During a garage sale I saw a strange old electronic device (not really, it's just flavor story). It had a battery slot, a button and a row of seven-segment displays - though from all except the two last digits the magic smoke had clearly escaped. Curious, I bought it for a dollar, took it home and put in a battery. Right away a single-digit number showed on the display (not a 7). I pressed the button, and the number changed. Trying it a few more times, I noticed a pattern to the numbers: it always went

97, 65, 85,    67, 15, 35,
37, 65, 85,    07, 15, 35,
77, 65, 85,    47, 15, 35,
17, 65, 85,    87, 15, 35,
57, 65, 85,    27, 15, 35.


After a while I got bored, so I threw the device away. However, it has been nagging at me what rule might be underlying the pattern of this number sequence. Maybe you know?

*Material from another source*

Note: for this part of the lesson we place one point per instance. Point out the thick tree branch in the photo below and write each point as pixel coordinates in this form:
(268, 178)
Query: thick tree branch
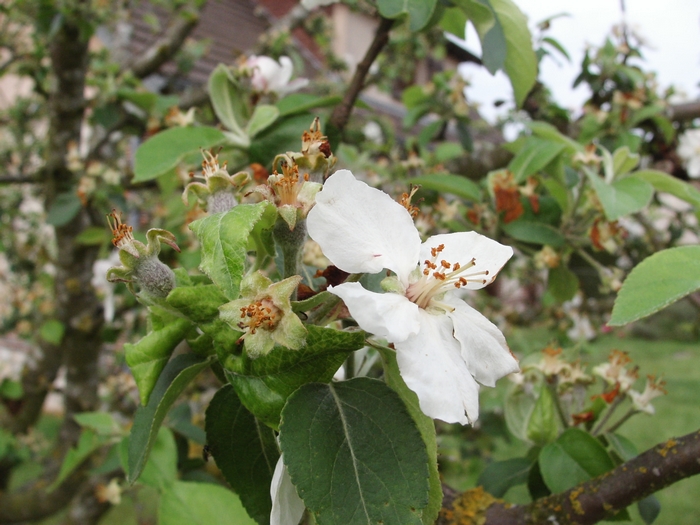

• The pattern among each column seems somewhat straightforward, but the transition from 85 to 67 is boggling. Following my theory, I would have expected it to cycle back to 97. – Bulldogg6404 Apr 11 '15 at 14:17
• I'm guessing it's powers of some number, personally. – Joe Z. Apr 11 '15 at 20:00
• Given the many old and strange calculating devices found on this site, maybe there really is a garage sale. – Aravind Apr 12 '15 at 5:57
• All the specific numbers shown follow the rule $a_n=(a_{n-3}\cdot 11)\;\%\;100$. That doesn't explain the single-digit starting number, though. – Sebastian Reichelt Apr 15 '15 at 20:39
• @quimnuss I believe there are a certain amount of seven-segment displays, yet only the last two work. The first $N$ places of the numbers are still included in the computation, but it only shows the last 2 digits. – mdc32 Apr 19 '15 at 14:22

In the hope of being told what the real answer is supposed to be, here is a strange rule that produces the correct numbers (using "min", since you mentioned it):

$a_0 = 9$

$a_{n+1} = \min((a_n \cdot 100)\,\%\,1000000 + (\lfloor a_n / 10000 \rfloor \cdot 11)\,\%\,100, 976585)$

$a_5$ is the first item that belongs to the repeating sequence, but it is not the beginning of that sequence. The sequence starts over for the first time at $a_{33}$.

• While not the one I intended, it does fit the pattern offered. I'll wait if anyone comes up with something better, though. – user66554 Apr 22 '15 at 6:38

So, this probably doesn't have much of anything to do with anything, but...

Treat this not as six columns but as three:

97, 65, 85,
37, 65, 85,
77, 65, 85,
17, 65, 85,
57, 65, 85,


67, 15, 35,
07, 15, 35,
47, 15, 35,
87, 15, 35,
27, 15, 35.


The first column loops -60,+40 while the second and third columns are identical down. 57 would go down to -3. Since there are only seven segment displays, there is no easy way to show a negative with two places.

I can't quite resolve a good reason for the two extra columns to drop down. Together they lose 100, assuming this is a base 10 system. But why assume that? Perhaps the single digit number that flashed was the base for this counter...

Take just the first columns from both blocks. To find the next single digit, add 7 to the current digit and consider only the the digit corresponding to the unit. The pattern starts with the digit 9 on the 1st line on the 1st block: • 9 + 7 = 16 => 6 on the 2nd block • 6 + 7 = 13 => 3 on the 1st block • 3 + 7 = 10 => 0 on the 2nd block • etc...

Simple algorithm, just needs formatting to pad number with a zero

Cstart=97

C=Cstart

I=1

While I==1 or C <> Cstart

Print (C)

Print (“,65,85,     “)

C=C-30

If C<0

C=100-C

Print (c)

Print (“,15,35\n”)

C=C-30

If C<100

C=C-30

I++